Telegraph (United Kingdom)
May 15, 2002

Farc money funded arms deals

                                  By Toby Harnden

                                  The intelligence services on both sides of the Atlantic
                                  are still assessing what the IRA received for
                                  assisting Farc and how its activities in Colombia fit
                                  into the global terrorist network.

                                  Although the IRA received money drawn from Farc's
                                  narco-trafficking, it is not believed the Provisionals
                                  were paid in drugs.

                                  The Farc is an unlikely source of the type of
                                  handguns and .50 calibre weapons the IRA is known
                                  to want, but the money from Colombia was probably
                                  used to fund arms deals elsewhere.

                                  Claims by the driver of Fabian Ramirez, a Farc
                                  leader, that he helped unload boxes of missiles from
                                  a private plane in 2000 suggest a joint IRA-Farc
                                  arms deal with terrorists in Nicaragua.

                                  A glance at the false passport of Niall Connolly, Sinn
                                  Fein's former representative in Cuba and allegedly
                                  the IRA's link man in Latin America, gives clues to
                                  what the Irish republican movement might have
                                  been up to.

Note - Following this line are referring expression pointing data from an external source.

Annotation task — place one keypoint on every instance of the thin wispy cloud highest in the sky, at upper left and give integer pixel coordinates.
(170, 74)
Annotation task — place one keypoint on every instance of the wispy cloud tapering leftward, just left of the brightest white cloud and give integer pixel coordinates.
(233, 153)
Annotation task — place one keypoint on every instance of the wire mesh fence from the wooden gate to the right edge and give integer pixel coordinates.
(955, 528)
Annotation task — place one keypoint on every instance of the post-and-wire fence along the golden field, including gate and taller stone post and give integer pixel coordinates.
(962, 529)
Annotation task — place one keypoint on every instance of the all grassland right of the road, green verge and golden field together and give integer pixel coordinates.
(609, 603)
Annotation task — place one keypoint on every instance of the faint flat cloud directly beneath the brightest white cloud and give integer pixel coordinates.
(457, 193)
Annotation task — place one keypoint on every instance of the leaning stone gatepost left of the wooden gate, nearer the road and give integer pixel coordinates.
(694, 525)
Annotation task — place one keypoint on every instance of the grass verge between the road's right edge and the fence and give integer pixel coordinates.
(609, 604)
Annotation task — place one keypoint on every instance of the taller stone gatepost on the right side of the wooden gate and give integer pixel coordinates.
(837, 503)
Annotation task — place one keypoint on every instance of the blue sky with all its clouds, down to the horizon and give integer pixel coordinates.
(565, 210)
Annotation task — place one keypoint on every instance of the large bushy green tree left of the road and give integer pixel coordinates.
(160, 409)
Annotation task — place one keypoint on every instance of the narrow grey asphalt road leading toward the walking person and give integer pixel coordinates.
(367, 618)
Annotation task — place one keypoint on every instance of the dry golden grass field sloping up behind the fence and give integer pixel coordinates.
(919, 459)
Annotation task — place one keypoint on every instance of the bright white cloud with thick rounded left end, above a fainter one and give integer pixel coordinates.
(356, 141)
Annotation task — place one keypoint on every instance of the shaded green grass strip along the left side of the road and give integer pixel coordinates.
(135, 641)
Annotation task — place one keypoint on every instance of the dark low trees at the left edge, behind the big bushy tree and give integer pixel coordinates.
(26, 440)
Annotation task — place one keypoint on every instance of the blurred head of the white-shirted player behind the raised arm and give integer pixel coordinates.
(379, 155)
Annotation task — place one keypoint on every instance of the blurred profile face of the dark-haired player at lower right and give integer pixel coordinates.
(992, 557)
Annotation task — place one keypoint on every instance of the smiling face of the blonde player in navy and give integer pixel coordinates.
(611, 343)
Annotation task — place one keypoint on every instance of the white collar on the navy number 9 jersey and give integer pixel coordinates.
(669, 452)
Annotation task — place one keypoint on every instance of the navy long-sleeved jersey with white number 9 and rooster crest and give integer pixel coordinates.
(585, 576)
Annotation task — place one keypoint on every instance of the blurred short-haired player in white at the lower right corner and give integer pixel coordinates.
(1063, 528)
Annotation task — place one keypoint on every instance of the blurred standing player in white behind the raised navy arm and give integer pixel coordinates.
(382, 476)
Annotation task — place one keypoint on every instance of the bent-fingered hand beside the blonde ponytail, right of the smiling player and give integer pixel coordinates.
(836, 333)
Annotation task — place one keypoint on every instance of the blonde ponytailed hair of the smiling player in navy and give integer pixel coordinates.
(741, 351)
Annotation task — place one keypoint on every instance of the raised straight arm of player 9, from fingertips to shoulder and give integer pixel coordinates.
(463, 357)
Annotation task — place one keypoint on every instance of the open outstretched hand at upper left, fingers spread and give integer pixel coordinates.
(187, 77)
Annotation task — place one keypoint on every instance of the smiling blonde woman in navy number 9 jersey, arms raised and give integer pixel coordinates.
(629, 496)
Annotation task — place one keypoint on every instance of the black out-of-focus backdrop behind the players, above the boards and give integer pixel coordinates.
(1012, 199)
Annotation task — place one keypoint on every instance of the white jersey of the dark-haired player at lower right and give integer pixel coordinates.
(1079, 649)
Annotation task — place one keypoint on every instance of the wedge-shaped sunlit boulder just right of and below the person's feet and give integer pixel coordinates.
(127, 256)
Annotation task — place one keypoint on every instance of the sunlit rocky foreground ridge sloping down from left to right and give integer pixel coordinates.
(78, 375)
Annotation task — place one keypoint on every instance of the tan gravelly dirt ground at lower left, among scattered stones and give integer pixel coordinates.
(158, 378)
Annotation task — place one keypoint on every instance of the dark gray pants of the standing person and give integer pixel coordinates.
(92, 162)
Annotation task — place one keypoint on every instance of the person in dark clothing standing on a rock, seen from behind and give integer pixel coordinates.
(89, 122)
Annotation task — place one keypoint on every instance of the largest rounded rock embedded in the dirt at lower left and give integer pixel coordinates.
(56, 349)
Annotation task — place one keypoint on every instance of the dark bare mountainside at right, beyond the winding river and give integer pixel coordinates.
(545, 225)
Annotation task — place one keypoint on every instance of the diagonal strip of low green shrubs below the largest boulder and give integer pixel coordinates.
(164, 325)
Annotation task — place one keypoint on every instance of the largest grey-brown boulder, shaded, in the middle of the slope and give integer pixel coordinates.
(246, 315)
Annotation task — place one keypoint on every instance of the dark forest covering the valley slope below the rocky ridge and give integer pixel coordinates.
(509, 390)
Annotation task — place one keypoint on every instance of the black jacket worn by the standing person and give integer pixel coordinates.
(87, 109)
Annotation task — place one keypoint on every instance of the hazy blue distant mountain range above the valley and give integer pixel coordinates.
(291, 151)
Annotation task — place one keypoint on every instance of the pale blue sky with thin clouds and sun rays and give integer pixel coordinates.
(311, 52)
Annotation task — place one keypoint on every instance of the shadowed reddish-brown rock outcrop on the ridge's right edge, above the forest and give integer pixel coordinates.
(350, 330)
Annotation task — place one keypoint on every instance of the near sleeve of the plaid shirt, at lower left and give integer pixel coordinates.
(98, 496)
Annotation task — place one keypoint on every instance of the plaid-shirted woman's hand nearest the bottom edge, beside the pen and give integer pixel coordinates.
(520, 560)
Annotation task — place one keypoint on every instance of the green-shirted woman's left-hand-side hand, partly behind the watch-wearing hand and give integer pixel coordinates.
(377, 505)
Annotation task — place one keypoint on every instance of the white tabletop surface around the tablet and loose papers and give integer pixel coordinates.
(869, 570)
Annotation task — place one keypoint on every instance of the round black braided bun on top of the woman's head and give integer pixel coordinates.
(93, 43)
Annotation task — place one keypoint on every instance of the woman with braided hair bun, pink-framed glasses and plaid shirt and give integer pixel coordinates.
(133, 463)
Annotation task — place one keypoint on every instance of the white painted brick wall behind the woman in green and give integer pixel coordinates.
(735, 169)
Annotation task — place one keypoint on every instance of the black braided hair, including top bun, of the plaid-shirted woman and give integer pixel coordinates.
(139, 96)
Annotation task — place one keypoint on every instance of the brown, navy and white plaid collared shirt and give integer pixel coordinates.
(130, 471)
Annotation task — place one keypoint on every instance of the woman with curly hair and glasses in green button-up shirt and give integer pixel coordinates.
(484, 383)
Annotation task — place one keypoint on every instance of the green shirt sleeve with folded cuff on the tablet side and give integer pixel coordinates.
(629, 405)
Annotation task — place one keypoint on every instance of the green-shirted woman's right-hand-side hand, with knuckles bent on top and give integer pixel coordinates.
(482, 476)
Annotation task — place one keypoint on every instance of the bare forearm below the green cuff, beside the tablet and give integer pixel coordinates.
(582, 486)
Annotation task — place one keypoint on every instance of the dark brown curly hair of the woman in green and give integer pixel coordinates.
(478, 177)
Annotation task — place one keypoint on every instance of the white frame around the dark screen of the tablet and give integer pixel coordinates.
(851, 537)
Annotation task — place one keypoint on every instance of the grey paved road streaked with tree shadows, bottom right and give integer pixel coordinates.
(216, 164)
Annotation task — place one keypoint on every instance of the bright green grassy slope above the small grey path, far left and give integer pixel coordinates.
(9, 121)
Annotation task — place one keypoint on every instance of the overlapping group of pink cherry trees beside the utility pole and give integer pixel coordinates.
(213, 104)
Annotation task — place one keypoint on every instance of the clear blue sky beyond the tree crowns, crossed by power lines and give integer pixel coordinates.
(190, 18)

                                  Using a false passport issued in 1994 in the name of
                                  David Bracken, who had died as a baby in 1966,
                                  Connolly travelled frequently to Venezuela - a
                                  country often used to enter Colombia - Panama,
                                  Nicaragua and El Salvador, all of which are potential
                                  sources of weapons.

                                  Connolly also used a false passport in the name of
                                  Ralph McKay. Intelligence information supplied by
                                  the Irish to the Colombians said Connolly was in
                                  Cuba at the start of the 1990s "acting as a liaison
                                  between the IRA and Latin American movements". In
                                  early 2001 he was found trying to get another false
                                  passport in Dublin.

                                  There are also strong circumstantial links between
                                  the Colombia Three and the Florida Three - Conor
                                  Claxton, Anthony Smyth and Martin Mullan, who
                                  were convicted of gun-running for the IRA.

                                  Smyth was a Spanish speaker who had lived in
                                  Venezuela for 11 years while one of Claxton's
                                  girlfriends was Idoia Elorriaga, a Basque activist and
                                  member of Heri Batasuna, ETA's political wing, who
                                  travelled frequently to Cuba.